Les empereurs chrétiens étendirent en général les prohibitions de mariage, et aggravèrent la pénalité en matière d'inceste ; les fils de Constantin le frappèrent de la peine capitale. Théodose prononça la peine du feu et de la confiscation. Mais Arcadius supprima cette loi et appliqua désormais, outre la nullité du mariage, la confiscation de la dot et la restriction du droit de tester. Enfin, Justinien punit l'inceste chez le mari de déportation ou de relégation, de privations d'emplois, et de la perte des biens, qui furent confisqués à défaut d'enfants légitimes ; en outre, les coupables de basse condition furent soumis à un châtiment corporel ; la femme encourut la même peine, quand elle avait agi sciemment. On ne sait pas si une nouvelle peine fut établie pour l'adultère ou le stuprum incestueux.
Quant aux procès en cette matière, on n'en connait qu'un sous la période républicaine. Sous l'Empire, on en trouve plus d'un exemple. S. Marius, accusé d'inceste avec sa fille, qu'il avait sauvée des tentatives de Tibère, fut précipité de la roche Tarpéienne et ses biens confisqués par l'empereur. S. Papinius, séduit par sa mère, comme Néron le fut par Agrippine, se suicida et sa mère fut bannie de Rome pour dix ans. Sous Claude, le prêteur L. Junius Silanus fut faussement accusé d'inceste avec sa vertueuse soeur Junia Calvina, chassé du sénat et dépouillé de ses emplois par Vitellius, alors censeur. L. Silanus se donna la mort, sa soeur fut bannie de l'Italie et l'empereur fit exécuter des sacrifices expiatoires. Dion Cassius dit cependant que Silanus fui exécuté sur les poursuites d'Agrippine, sous prétexte de conjuration et sans qu'il fût fait mention d'inceste. Enfin, Lepida, épouse de C. Cassius, fut accusée d'inceste avec son neveu L. Jun. Silanus, et renvoyée par le sénat à l'empereur Néron, pour statuer sur la peine.

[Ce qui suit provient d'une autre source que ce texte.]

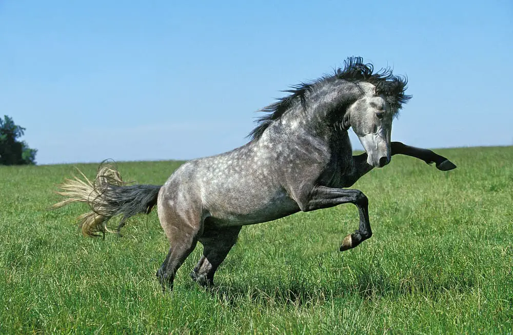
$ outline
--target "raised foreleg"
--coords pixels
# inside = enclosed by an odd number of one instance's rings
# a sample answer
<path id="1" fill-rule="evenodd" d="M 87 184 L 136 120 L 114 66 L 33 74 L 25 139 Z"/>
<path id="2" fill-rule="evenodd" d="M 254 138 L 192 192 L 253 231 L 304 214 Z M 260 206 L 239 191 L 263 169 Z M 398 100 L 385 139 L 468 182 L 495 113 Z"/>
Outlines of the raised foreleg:
<path id="1" fill-rule="evenodd" d="M 354 248 L 372 236 L 369 221 L 369 201 L 360 190 L 315 186 L 305 203 L 302 204 L 304 211 L 327 208 L 341 204 L 354 204 L 360 213 L 358 229 L 346 236 L 340 246 L 340 251 Z"/>
<path id="2" fill-rule="evenodd" d="M 416 148 L 401 142 L 391 142 L 390 149 L 392 155 L 405 155 L 418 158 L 428 164 L 434 163 L 437 168 L 441 171 L 449 171 L 456 168 L 456 166 L 450 161 L 427 149 Z"/>

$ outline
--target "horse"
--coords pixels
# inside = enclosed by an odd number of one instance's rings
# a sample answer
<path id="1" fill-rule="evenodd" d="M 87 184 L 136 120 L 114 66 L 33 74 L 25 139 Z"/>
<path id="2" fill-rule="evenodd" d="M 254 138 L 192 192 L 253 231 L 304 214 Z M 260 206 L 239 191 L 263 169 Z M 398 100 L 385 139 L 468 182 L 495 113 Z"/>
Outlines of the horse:
<path id="1" fill-rule="evenodd" d="M 266 113 L 245 145 L 220 154 L 194 159 L 179 167 L 163 185 L 128 185 L 111 164 L 101 165 L 95 179 L 66 180 L 57 193 L 67 197 L 57 208 L 75 202 L 91 211 L 80 216 L 86 235 L 119 232 L 129 218 L 156 206 L 169 240 L 169 252 L 156 272 L 162 288 L 172 289 L 177 270 L 198 242 L 203 255 L 191 272 L 200 285 L 211 287 L 214 274 L 235 244 L 243 226 L 351 203 L 358 228 L 343 239 L 340 251 L 371 237 L 368 200 L 348 188 L 391 156 L 416 157 L 447 171 L 456 167 L 433 151 L 391 142 L 392 121 L 411 95 L 407 78 L 388 67 L 374 72 L 361 57 L 343 68 L 292 86 L 290 95 L 264 108 Z M 365 152 L 352 155 L 352 128 Z M 115 230 L 111 218 L 121 215 Z"/>

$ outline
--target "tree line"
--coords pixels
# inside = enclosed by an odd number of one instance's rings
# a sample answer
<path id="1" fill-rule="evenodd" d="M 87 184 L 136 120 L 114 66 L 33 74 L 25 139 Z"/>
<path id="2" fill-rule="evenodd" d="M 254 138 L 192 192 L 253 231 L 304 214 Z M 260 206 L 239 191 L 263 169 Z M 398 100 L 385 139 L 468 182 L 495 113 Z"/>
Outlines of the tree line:
<path id="1" fill-rule="evenodd" d="M 14 123 L 12 118 L 0 117 L 0 165 L 35 164 L 37 149 L 29 147 L 23 136 L 25 128 Z"/>

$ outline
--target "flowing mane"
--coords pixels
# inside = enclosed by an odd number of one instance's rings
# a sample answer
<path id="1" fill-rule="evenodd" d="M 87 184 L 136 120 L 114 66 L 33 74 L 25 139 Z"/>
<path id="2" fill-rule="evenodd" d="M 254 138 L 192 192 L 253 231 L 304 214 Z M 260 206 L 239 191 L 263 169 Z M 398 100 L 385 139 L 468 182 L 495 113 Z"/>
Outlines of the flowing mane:
<path id="1" fill-rule="evenodd" d="M 278 101 L 264 107 L 260 111 L 267 114 L 260 116 L 256 121 L 257 126 L 249 133 L 251 140 L 258 140 L 269 126 L 288 110 L 292 105 L 299 101 L 303 108 L 307 107 L 307 93 L 318 85 L 332 82 L 337 80 L 349 82 L 366 82 L 376 87 L 376 94 L 383 94 L 390 105 L 392 113 L 397 115 L 402 104 L 411 98 L 405 94 L 408 80 L 406 77 L 393 75 L 389 67 L 383 68 L 373 73 L 374 67 L 371 64 L 364 64 L 362 57 L 349 57 L 344 61 L 344 69 L 337 69 L 334 73 L 325 75 L 310 82 L 292 85 L 290 89 L 282 91 L 291 93 L 290 95 L 278 99 Z"/>

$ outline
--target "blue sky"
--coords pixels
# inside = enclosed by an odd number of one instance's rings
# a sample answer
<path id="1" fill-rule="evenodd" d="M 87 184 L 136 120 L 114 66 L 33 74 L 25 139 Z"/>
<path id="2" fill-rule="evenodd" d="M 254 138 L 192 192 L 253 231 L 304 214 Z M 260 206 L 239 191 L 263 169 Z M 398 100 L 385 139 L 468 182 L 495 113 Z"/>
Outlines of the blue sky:
<path id="1" fill-rule="evenodd" d="M 392 140 L 513 144 L 510 0 L 5 0 L 0 115 L 39 164 L 194 158 L 351 55 L 408 76 Z"/>

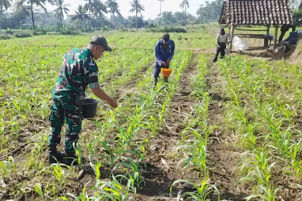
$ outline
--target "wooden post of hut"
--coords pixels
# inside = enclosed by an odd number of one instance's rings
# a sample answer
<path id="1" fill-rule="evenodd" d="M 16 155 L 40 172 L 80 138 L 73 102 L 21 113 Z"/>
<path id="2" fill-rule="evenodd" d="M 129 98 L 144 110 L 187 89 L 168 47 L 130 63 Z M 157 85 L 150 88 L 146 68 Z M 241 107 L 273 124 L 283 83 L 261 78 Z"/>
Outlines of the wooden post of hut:
<path id="1" fill-rule="evenodd" d="M 277 47 L 277 41 L 278 41 L 278 28 L 279 27 L 278 24 L 274 24 L 274 26 L 275 27 L 275 34 L 274 37 L 274 48 L 273 49 L 275 50 Z"/>

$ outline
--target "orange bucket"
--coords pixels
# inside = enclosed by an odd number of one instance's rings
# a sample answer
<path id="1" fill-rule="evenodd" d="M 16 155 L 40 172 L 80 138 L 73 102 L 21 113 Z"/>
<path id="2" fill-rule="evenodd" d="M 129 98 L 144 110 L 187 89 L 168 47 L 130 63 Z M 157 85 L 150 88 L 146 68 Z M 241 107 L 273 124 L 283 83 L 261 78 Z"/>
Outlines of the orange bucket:
<path id="1" fill-rule="evenodd" d="M 162 76 L 164 78 L 169 78 L 170 75 L 171 75 L 172 72 L 172 70 L 171 69 L 163 68 L 162 68 Z"/>

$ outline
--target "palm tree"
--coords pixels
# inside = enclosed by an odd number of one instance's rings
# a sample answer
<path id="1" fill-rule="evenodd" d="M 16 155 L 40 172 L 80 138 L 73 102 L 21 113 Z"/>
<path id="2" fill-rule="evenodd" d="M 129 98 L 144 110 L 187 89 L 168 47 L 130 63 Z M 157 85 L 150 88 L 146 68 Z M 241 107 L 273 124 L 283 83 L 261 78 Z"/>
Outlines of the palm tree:
<path id="1" fill-rule="evenodd" d="M 90 14 L 92 11 L 93 11 L 95 8 L 95 4 L 93 0 L 84 0 L 87 2 L 84 5 L 84 10 L 85 11 L 89 10 L 89 18 L 88 18 L 88 30 L 89 30 L 89 21 L 90 19 Z"/>
<path id="2" fill-rule="evenodd" d="M 66 8 L 67 6 L 70 7 L 70 4 L 65 4 L 64 3 L 64 0 L 56 0 L 54 2 L 54 5 L 58 6 L 58 8 L 53 10 L 56 12 L 55 13 L 55 17 L 59 19 L 63 27 L 63 21 L 64 19 L 64 14 L 63 12 L 67 14 L 67 11 L 69 11 L 69 9 Z"/>
<path id="3" fill-rule="evenodd" d="M 9 7 L 11 6 L 11 2 L 12 0 L 0 0 L 0 7 L 1 7 L 1 24 L 0 24 L 0 33 L 2 32 L 2 14 L 3 13 L 3 7 L 4 10 L 7 11 Z"/>
<path id="4" fill-rule="evenodd" d="M 95 0 L 95 13 L 93 15 L 94 18 L 96 18 L 98 17 L 98 27 L 100 27 L 100 18 L 104 18 L 105 16 L 103 14 L 104 12 L 105 13 L 108 13 L 108 11 L 107 10 L 107 7 L 103 3 L 103 2 L 101 1 L 100 0 Z"/>
<path id="5" fill-rule="evenodd" d="M 118 9 L 118 7 L 120 6 L 118 5 L 117 3 L 116 2 L 114 2 L 114 3 L 112 4 L 112 7 L 110 8 L 110 11 L 112 14 L 113 19 L 112 19 L 112 27 L 114 27 L 114 16 L 115 13 L 120 16 L 121 15 L 120 11 Z"/>
<path id="6" fill-rule="evenodd" d="M 187 6 L 188 6 L 188 8 L 189 8 L 189 0 L 182 0 L 182 1 L 180 4 L 179 7 L 182 8 L 182 9 L 184 9 L 184 7 L 185 6 L 185 25 L 186 25 L 186 20 L 187 18 Z"/>
<path id="7" fill-rule="evenodd" d="M 115 2 L 116 0 L 107 0 L 107 1 L 105 3 L 105 5 L 106 5 L 108 8 L 112 8 L 114 7 L 114 5 L 115 4 L 117 4 L 117 3 Z M 110 12 L 110 26 L 112 26 L 112 25 L 111 24 L 111 19 L 112 18 L 112 14 L 111 12 Z"/>
<path id="8" fill-rule="evenodd" d="M 70 19 L 72 21 L 76 20 L 80 20 L 81 21 L 81 28 L 82 28 L 82 22 L 83 20 L 88 20 L 89 18 L 88 14 L 86 14 L 86 12 L 84 10 L 83 6 L 79 5 L 78 7 L 78 11 L 74 11 L 75 14 L 71 15 L 71 18 Z"/>
<path id="9" fill-rule="evenodd" d="M 134 11 L 136 12 L 136 30 L 138 30 L 138 28 L 137 27 L 137 13 L 140 13 L 142 11 L 144 11 L 145 8 L 143 5 L 141 5 L 140 2 L 140 0 L 132 0 L 132 2 L 130 2 L 130 5 L 132 7 L 132 8 L 129 11 L 133 13 Z"/>
<path id="10" fill-rule="evenodd" d="M 160 25 L 160 23 L 162 20 L 162 2 L 163 2 L 165 0 L 158 0 L 159 1 L 159 24 Z"/>
<path id="11" fill-rule="evenodd" d="M 17 0 L 15 4 L 17 8 L 20 8 L 25 3 L 31 5 L 31 19 L 33 21 L 33 29 L 35 30 L 35 21 L 34 19 L 34 6 L 36 6 L 40 7 L 46 13 L 47 13 L 47 10 L 44 7 L 45 3 L 49 2 L 52 5 L 53 4 L 53 0 Z"/>

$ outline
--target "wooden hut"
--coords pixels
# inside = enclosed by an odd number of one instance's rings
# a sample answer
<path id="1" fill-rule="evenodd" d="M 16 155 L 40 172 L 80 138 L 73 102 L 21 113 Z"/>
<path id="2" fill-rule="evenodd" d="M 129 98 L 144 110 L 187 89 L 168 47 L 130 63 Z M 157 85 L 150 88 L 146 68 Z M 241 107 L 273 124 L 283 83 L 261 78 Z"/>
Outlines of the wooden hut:
<path id="1" fill-rule="evenodd" d="M 264 46 L 268 46 L 268 41 L 273 37 L 269 35 L 271 25 L 275 27 L 274 49 L 277 46 L 278 29 L 283 24 L 292 25 L 294 19 L 289 8 L 289 0 L 226 0 L 223 2 L 219 22 L 226 24 L 230 32 L 229 47 L 232 49 L 234 36 L 239 37 L 264 40 Z M 251 30 L 236 28 L 239 25 L 265 26 L 266 30 Z M 234 34 L 235 30 L 244 31 L 266 31 L 266 34 Z"/>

II. L'inceste doit être considéré encore au point de vue religieux : il peut être la profanation du culte des dieux par des actes d'impudicité. Tel était le cas des vestales qui violaient leur voeu de virginité, qu'elles devaient garder trente ans ; elles étaient punies de peines terribles, afin de détourner de Rome la colère céleste ; de plus, on recourait à des sacrifices expiatoires. Dans les temps anciens, le grand pontife, qui avait juridiction sur les vestales, prononçait contre les coupables la flagellatio usque ad internecionem. Depuis Tarquin l'Ancien, on les enterra, vivantes. La vestale condamnée était portée silencieusement sur un brancard à travers les rues de la ville, soumise au supplice du fouet, puis murée dans un caveau souterrain, au campus sceleratus, près de la porte Colline ; on lui laissait quelques vivres et un flambeau ; son complice était frappé de verges sur le marché usque ad mortem. Dion Cassius mentionne un cas où, après avoir été bâtonné publiquement, le complice fut étranglé dans la prison. Ces peines subsistèrent aussi longtemps que l'institution des vestales, même sous les empereurs chrétiens.
On donnait aussi parfois le nom d'inceste à des profanations commises par d'autres personnes que les vestales.